Problems

Let \(C_1\) and \(C_2\) be two concentric circles with \(C_1\) inside \(C_2\) and the center \(A\). Let \(B\) and \(D\) be two points on \(C_1\) that are not diametrically opposite. Extend the segment \(BD\) past \(D\) until it meets the circle \(C_2\) in \(C\). The tangent to \(C_2\) at \(C\) and the tangent to \(C_1\) at \(B\) meet in a point \(E\). Draw from \(E\) the second tangent to \(C_2\) which meets \(C_2\) at the point \(F\). Show that \(BE\) bisects angle \(\angle FBC\).

Michael made a cube with edge \(1\) out of eight bars as in the picture. All \(8\) bars have the same volume. The dimensions of the grey bars are the same as each other. Similarly, the dimensions of the white bars are the same as each other.

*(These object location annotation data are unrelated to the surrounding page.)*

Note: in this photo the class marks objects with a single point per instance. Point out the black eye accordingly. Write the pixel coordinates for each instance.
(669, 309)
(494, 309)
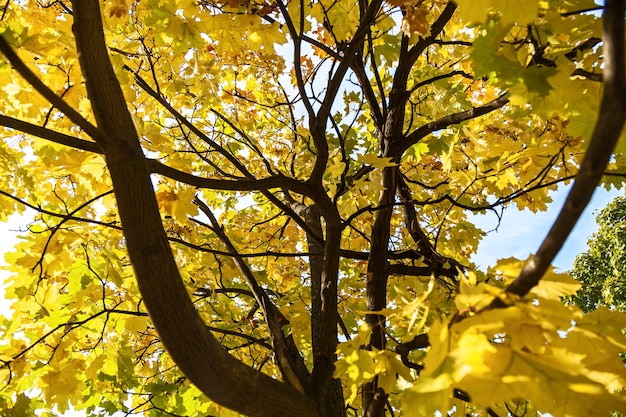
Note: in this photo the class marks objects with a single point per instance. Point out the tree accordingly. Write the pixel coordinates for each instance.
(262, 207)
(601, 267)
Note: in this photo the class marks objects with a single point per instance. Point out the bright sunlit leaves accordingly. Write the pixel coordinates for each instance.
(79, 331)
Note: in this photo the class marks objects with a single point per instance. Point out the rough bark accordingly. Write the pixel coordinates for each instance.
(606, 133)
(198, 354)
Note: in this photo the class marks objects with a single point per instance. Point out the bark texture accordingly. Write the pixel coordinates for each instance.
(199, 355)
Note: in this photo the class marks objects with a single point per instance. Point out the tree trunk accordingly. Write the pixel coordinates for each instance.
(221, 377)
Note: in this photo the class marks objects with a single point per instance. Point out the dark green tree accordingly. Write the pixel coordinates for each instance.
(602, 268)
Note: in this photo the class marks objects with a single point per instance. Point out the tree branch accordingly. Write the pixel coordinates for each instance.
(605, 135)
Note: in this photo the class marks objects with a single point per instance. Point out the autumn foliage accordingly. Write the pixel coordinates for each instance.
(264, 208)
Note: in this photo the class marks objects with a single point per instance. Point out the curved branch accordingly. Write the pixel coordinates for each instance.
(397, 148)
(223, 378)
(605, 135)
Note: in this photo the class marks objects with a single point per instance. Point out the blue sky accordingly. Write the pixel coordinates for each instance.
(521, 232)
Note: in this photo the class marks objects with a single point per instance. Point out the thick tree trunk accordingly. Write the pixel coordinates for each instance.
(221, 377)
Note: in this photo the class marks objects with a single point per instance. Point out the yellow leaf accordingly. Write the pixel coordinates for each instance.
(377, 161)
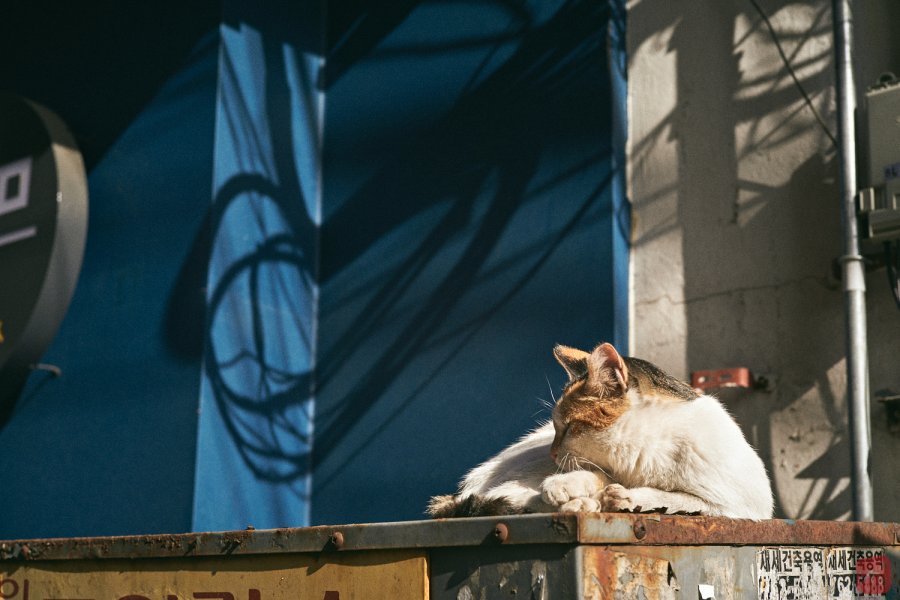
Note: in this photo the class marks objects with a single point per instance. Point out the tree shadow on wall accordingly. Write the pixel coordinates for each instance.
(490, 142)
(728, 116)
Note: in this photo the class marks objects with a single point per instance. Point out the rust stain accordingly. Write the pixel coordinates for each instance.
(691, 530)
(612, 574)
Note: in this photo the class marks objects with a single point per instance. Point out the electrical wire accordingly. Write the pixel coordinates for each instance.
(892, 262)
(792, 73)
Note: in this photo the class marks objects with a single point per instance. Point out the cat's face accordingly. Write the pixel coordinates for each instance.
(602, 387)
(594, 398)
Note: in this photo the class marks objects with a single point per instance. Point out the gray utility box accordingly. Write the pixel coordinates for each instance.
(543, 557)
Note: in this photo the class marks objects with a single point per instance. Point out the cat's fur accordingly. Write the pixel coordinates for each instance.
(624, 436)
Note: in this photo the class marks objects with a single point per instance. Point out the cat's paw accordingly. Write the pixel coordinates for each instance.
(617, 498)
(581, 505)
(557, 490)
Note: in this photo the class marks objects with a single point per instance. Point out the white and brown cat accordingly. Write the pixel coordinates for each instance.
(624, 437)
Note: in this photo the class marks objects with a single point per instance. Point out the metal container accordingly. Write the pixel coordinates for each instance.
(542, 557)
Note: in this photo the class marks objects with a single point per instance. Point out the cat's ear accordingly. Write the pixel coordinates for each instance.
(574, 361)
(605, 360)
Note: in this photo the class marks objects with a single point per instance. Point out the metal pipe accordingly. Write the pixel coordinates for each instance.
(853, 272)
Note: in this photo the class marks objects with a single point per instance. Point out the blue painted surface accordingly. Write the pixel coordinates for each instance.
(108, 448)
(256, 397)
(363, 246)
(467, 206)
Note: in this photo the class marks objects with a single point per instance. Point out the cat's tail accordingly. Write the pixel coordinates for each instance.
(450, 507)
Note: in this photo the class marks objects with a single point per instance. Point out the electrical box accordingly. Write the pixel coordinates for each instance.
(879, 198)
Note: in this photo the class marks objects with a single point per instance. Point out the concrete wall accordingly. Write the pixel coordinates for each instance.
(736, 222)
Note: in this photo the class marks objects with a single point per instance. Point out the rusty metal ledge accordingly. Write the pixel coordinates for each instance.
(649, 529)
(600, 528)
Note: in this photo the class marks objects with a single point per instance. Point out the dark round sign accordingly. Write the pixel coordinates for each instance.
(43, 224)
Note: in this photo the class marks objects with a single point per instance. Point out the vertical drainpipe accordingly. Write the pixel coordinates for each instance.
(853, 273)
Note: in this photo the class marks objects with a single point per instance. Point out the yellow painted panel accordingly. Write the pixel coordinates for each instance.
(398, 575)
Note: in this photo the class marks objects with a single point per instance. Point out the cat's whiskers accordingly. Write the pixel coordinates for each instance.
(583, 461)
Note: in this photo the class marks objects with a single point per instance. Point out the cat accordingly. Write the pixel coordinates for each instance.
(624, 436)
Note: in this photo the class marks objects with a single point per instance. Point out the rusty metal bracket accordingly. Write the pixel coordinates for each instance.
(737, 377)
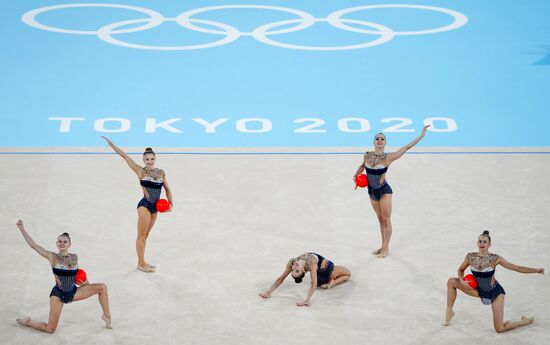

Find the lengths of the edges of the white bars.

Peter went to the Museum of Modern Art and saw a square painting in a frame of an unusual shape. The frame consisted of \(21\) congruent triangles. Peter was interested in what the angles of these triangles were equal to. Help him find these angles.

Let \(A\), \(B\), \(C\) and \(D\) be four points labelled clockwise on the circumference of a circle. The diagonals \(AC\) and \(BD\) intersect at the centre \(O\) of the circle. What can be deduced about the quadrilateral \(ABCD\)?

Consider the 7 different tetrominoes. Is it possible to cover a \(4\times7\) rectangle with exactly one copy of each of the tetrominoes? If it is possible, then provide an example layout. If it is not possible, then prove that it’s impossible.

We allow rotation of the tetrominoes, but not reflection. This means that we consider \(S\) and \(Z\) as different, as well as \(L\) and \(J\).

Let \(ABCDE\) be a regular pentagon. The point \(G\) is the midpoint of \(CD\), the point \(F\) is the midpoint of \(AE\). The lines \(EG\) and \(BF\) intersect at the point \(H\). Find the angle \(EHF\).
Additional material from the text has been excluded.